I was about 8 when the wall came down, my sister was half a year old. We were behind that wall and quite a bit away. I remember the horror stories the adults told each other about those fleeing in the big wave headed east. I don't remember the actual opening of the wall, but my father likes to tell the story on how one of his colleague took a cab and told the flabbergasted driver to get him to the West, they ended up straight in Hamburg which is half the country away.
And otherwise my family tells about how in some places work virtually stopped, because everyone wanted to go the West.
We still had school Saturday back than, but that time got short and shorter, till eventually we didn't have to go to school Saturday.
When the "Begrüßungsgeld" (greetings money) was issued, we stuffed everybody into a our brand new car (compared to what was available in the West, it was nowwhere near the standards) and drove to the West. They had just taken a part out of the fence (we weren't in Berlin, so just some fences for us, deadly fences), we actually missed it, but on of the soldiers waved to us as we came back. It was so cold and the line so long. I can barely remember how we spend the money afterwards in a nearby consumer markets.
I got to visit my great-grandmother and great-aunt in West Berlin, it was so unbelievable, all these things in the shops and all the things we suddenly saw and could get.
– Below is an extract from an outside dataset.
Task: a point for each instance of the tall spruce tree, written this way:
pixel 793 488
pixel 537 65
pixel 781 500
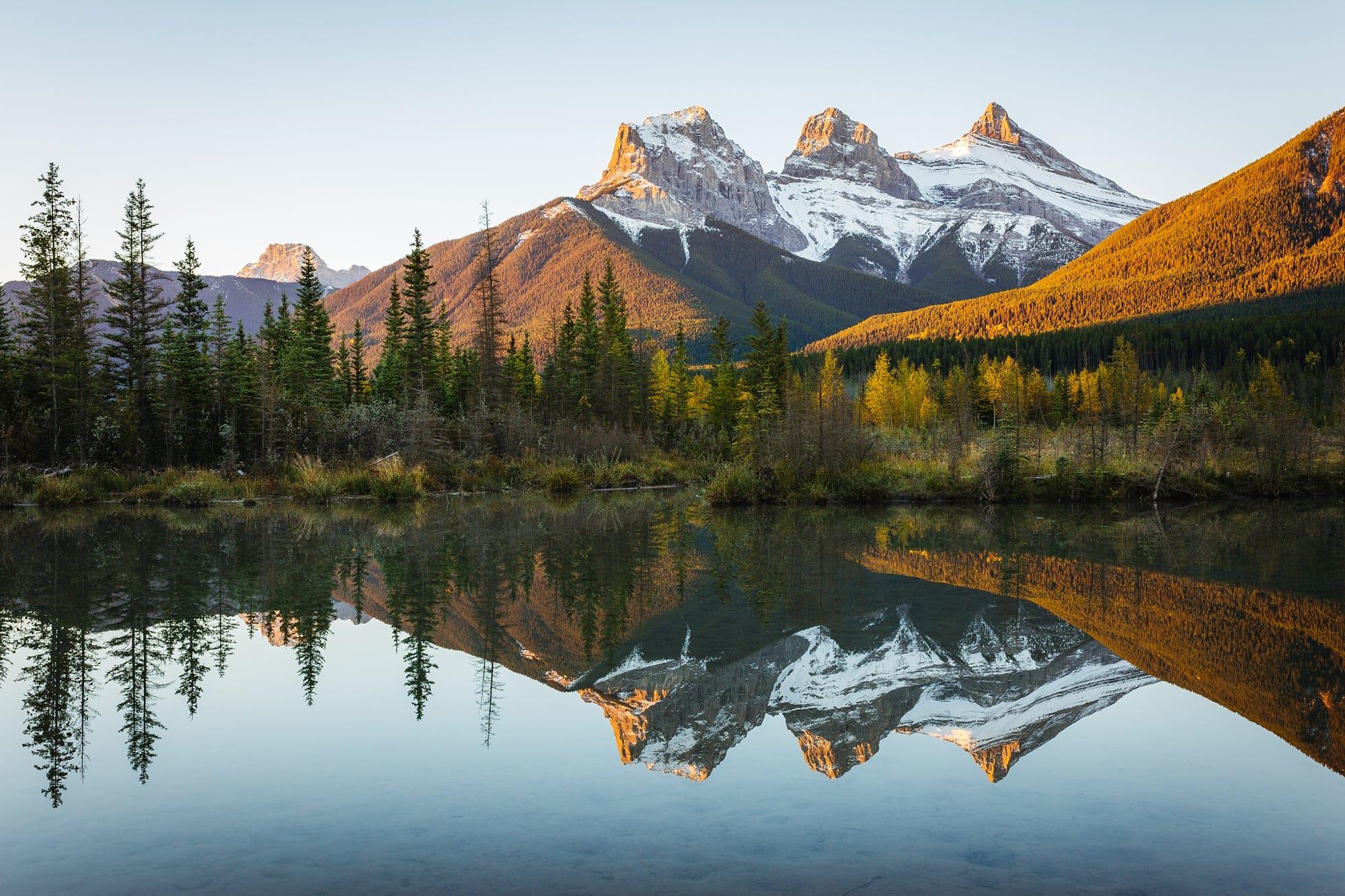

We could visit my aunt and uncle near Düsseldorf, it was about Christmas, it two was just so incredible, all the things to see, all the things I got.
We had gotten things before from our relatives, things they brought with when they came to visit or send, but to actually be surrounded by so many different things and all of them so flashy. The tons of toys in just one little section of a gigantic store.
I'm getting tears in the eyes whenever I see documentations about that time, reading this thread made me tear up, too (not all of them tears of joy, in the frenzy following the fall, many things got torn down and discarded, things and ideas Germany might have benefitted from, but I hope for all other countries that are still separated, that they can tear down their walls, too, families shouldn't be torn apart and kept from seeing each other, where ever and when ever they want).